A few weeks ago, the 181st was involved in a mock disaster training in Bloomington where a demolished building had “collapsed.” Using the Civil Air Patrol to provide eyes in the air, information was relayed to a ground team that responded to look for survivors and secure the area.
The infrared camera is expensive technology for the Air National Guard, said Maj. Frank Howard.
“There has to be a requirement to buy something,” Howard said, “so we haven’t had these cameras in the past. Now we have this new ability to add to our disaster response.”
The 181st Intelligence Wing of the Indiana Air National Guard has both a federal mission status and a state mission status that are well-defined and followed in the military.
The Racers, as they are known, converted from a flight wing to an intel wing in May 2008. The Racers’ mission is to provide multi-discipline intelligence, surveillance and reconnaissance information to U.S., allied and coalition military forces, government agencies and emergency first-responders across the full range of military operations.

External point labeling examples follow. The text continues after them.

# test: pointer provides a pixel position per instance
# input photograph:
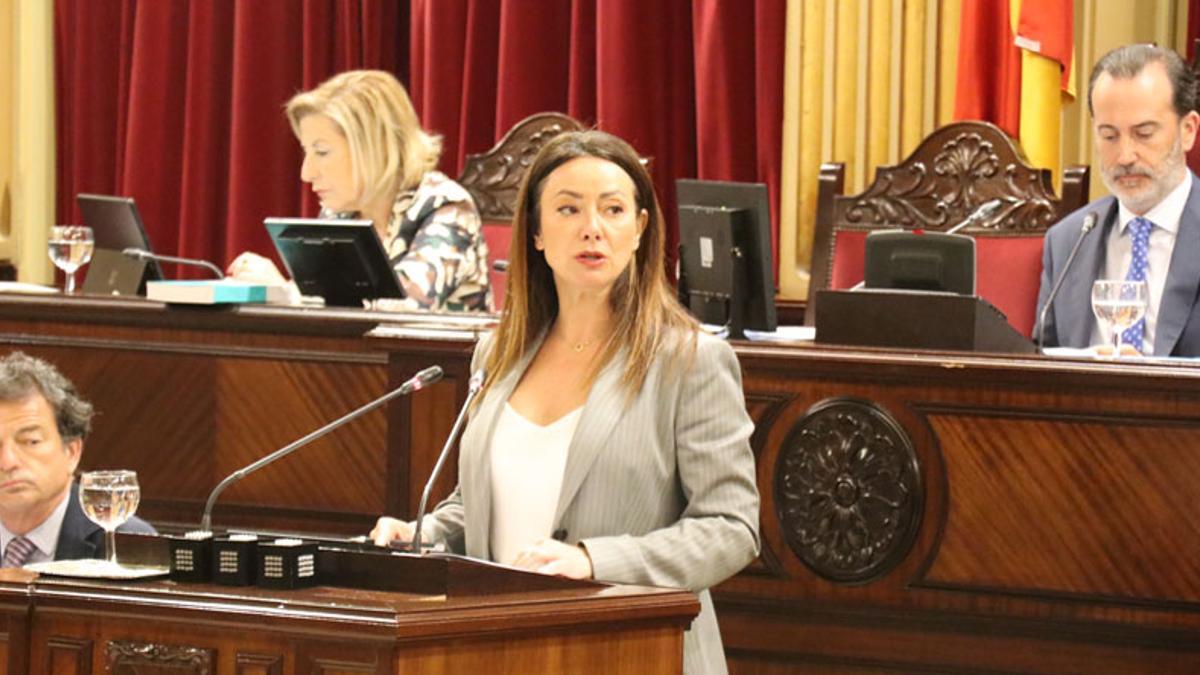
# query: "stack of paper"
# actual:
(211, 292)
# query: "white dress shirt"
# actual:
(527, 463)
(1165, 215)
(45, 536)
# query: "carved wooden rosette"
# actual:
(493, 178)
(849, 491)
(952, 173)
(127, 657)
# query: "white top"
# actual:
(1165, 215)
(45, 536)
(527, 463)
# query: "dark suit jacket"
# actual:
(82, 538)
(1069, 322)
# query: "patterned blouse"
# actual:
(436, 243)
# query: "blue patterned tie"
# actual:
(18, 551)
(1139, 262)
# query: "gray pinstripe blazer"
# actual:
(660, 489)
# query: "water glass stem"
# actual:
(111, 545)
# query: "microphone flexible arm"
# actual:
(477, 383)
(983, 211)
(143, 255)
(421, 380)
(1089, 223)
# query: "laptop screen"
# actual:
(117, 226)
(342, 261)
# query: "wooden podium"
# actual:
(468, 617)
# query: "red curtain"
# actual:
(695, 85)
(1192, 53)
(183, 109)
(179, 105)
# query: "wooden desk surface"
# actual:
(55, 626)
(919, 511)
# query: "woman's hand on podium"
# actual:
(388, 530)
(551, 556)
(253, 268)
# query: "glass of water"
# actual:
(1119, 305)
(70, 249)
(109, 499)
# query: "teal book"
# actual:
(207, 292)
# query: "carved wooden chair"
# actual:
(948, 175)
(495, 177)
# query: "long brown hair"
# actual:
(643, 305)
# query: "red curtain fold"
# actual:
(1193, 55)
(184, 109)
(989, 76)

The Racers provide assessments needed to enhance the battlefield picture, Howard said, as mission crew members provide immediate feedback to ground commanders and warfighters regarding the success of an operation and the impact combat operations had on their objective.
Crew members provide route reconnaissance to ground forces, aiding in alternative routes to avoid ambush locations and impassable terrain. They provide analysis to locate improvised explosive devices, and provide support to aid in the capture or elimination of enemy combatants.
Emphasis turns local
Domestic disaster response is also part of the training for the local Guard wing.

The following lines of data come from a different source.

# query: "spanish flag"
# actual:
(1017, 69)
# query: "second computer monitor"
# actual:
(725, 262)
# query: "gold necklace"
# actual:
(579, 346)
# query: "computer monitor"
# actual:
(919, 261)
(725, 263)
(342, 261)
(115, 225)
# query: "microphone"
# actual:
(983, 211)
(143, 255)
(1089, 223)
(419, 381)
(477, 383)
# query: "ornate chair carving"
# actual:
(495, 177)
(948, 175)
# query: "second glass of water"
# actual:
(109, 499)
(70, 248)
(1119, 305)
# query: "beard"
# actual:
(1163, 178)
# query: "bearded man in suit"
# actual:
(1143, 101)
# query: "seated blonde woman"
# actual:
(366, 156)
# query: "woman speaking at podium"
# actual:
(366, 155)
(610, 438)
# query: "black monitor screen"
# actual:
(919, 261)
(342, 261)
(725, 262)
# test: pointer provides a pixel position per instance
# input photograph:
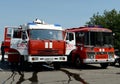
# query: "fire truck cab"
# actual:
(36, 42)
(89, 45)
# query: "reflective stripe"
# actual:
(46, 44)
(50, 45)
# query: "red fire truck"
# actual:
(36, 42)
(87, 45)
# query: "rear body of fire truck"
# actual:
(90, 45)
(36, 42)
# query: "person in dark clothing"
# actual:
(2, 51)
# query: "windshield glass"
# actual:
(99, 38)
(46, 34)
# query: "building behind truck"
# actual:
(90, 45)
(36, 42)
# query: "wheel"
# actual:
(77, 62)
(56, 66)
(104, 65)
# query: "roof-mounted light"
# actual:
(37, 21)
(57, 25)
(93, 26)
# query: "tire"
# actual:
(104, 65)
(77, 62)
(56, 66)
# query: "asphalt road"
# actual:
(91, 74)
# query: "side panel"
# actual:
(7, 38)
(70, 42)
(18, 43)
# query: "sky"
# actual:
(67, 13)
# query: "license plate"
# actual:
(48, 59)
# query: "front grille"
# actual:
(48, 52)
(101, 53)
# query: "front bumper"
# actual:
(91, 61)
(47, 58)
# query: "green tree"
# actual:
(109, 19)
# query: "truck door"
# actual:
(70, 42)
(7, 38)
(19, 41)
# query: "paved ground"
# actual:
(91, 74)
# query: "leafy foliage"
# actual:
(109, 19)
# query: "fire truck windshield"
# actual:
(99, 39)
(46, 34)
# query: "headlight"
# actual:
(111, 55)
(91, 55)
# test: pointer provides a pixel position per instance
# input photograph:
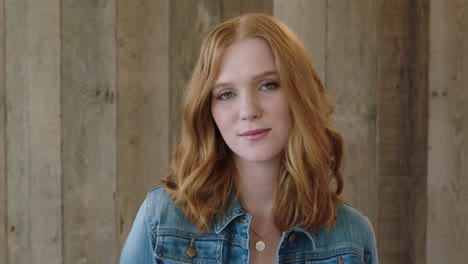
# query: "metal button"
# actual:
(190, 250)
(292, 237)
(242, 220)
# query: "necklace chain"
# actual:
(260, 244)
(262, 237)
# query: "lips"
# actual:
(256, 134)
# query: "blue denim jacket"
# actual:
(162, 234)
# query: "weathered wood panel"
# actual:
(3, 189)
(143, 108)
(447, 225)
(232, 8)
(403, 53)
(89, 131)
(308, 20)
(33, 131)
(351, 82)
(187, 32)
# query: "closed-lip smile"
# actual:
(256, 134)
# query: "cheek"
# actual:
(221, 119)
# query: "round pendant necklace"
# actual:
(260, 244)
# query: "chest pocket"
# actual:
(340, 259)
(174, 246)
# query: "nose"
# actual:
(250, 108)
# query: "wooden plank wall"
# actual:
(32, 72)
(402, 108)
(89, 114)
(3, 202)
(447, 225)
(143, 96)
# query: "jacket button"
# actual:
(191, 252)
(292, 237)
(242, 220)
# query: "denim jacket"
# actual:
(162, 234)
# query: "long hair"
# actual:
(202, 174)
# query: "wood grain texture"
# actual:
(447, 226)
(89, 131)
(351, 83)
(33, 131)
(143, 108)
(187, 32)
(403, 52)
(3, 189)
(308, 20)
(232, 8)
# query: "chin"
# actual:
(258, 156)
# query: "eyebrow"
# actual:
(256, 77)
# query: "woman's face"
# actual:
(248, 104)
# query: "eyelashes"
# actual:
(267, 86)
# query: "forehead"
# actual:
(249, 56)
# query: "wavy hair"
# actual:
(201, 176)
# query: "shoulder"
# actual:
(161, 211)
(352, 229)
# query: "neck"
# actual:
(257, 186)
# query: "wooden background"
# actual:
(89, 114)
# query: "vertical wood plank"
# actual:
(143, 104)
(351, 82)
(403, 53)
(89, 131)
(33, 131)
(187, 32)
(308, 20)
(3, 189)
(447, 226)
(232, 8)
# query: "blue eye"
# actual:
(225, 95)
(270, 86)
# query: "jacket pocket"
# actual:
(173, 246)
(350, 258)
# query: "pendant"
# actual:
(260, 245)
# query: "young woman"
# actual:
(251, 178)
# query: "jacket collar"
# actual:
(221, 222)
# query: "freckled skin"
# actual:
(246, 97)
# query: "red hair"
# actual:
(202, 174)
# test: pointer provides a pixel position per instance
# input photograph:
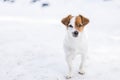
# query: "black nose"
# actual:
(75, 32)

“Getting back to our state mission, now that the federal mission is winding down, disaster response is one of our primary jobs,” Major Howard said. “So we are taking skills we have learned since 2008 to apply that in Indiana to support folks.”
During the disastrous floods of 2008 in the Wabash Valley, the National Guard assisted using aerial surveillance from the Civilian Air Patrol to relay information to emergency management agencies in Sullivan, Clay, Knox and Vigo counties.
“That was part of our training,” Arnett said. “We’re now able to give that information to responders.”
In the long-term picture, Arnett said, the unit wants to be able to respond anywhere in the area to disasters such as a tornado, flooding or other environmental or manmade events that require a coordinated effort to assist citizens.
Howard said that the Intel Wing has civil engineers deployed to the Middle East in addition to its ISR operations at Hulman Field to support the federal mission of the war on terror. But they are also increasing their domestic capabilities, which has a huge impact for the Wabash Valley.
“We don’t fly jets out of here anymore,” Howard said, “but I can honestly say that the impact we make here on a state level, and on a federal level, is more than when we flew jets here. We have a bigger impact on the War on Terror, or current operations, as an intelligence wing than we ever had as a fighter wing, and also domestically as a response for disasters at home.”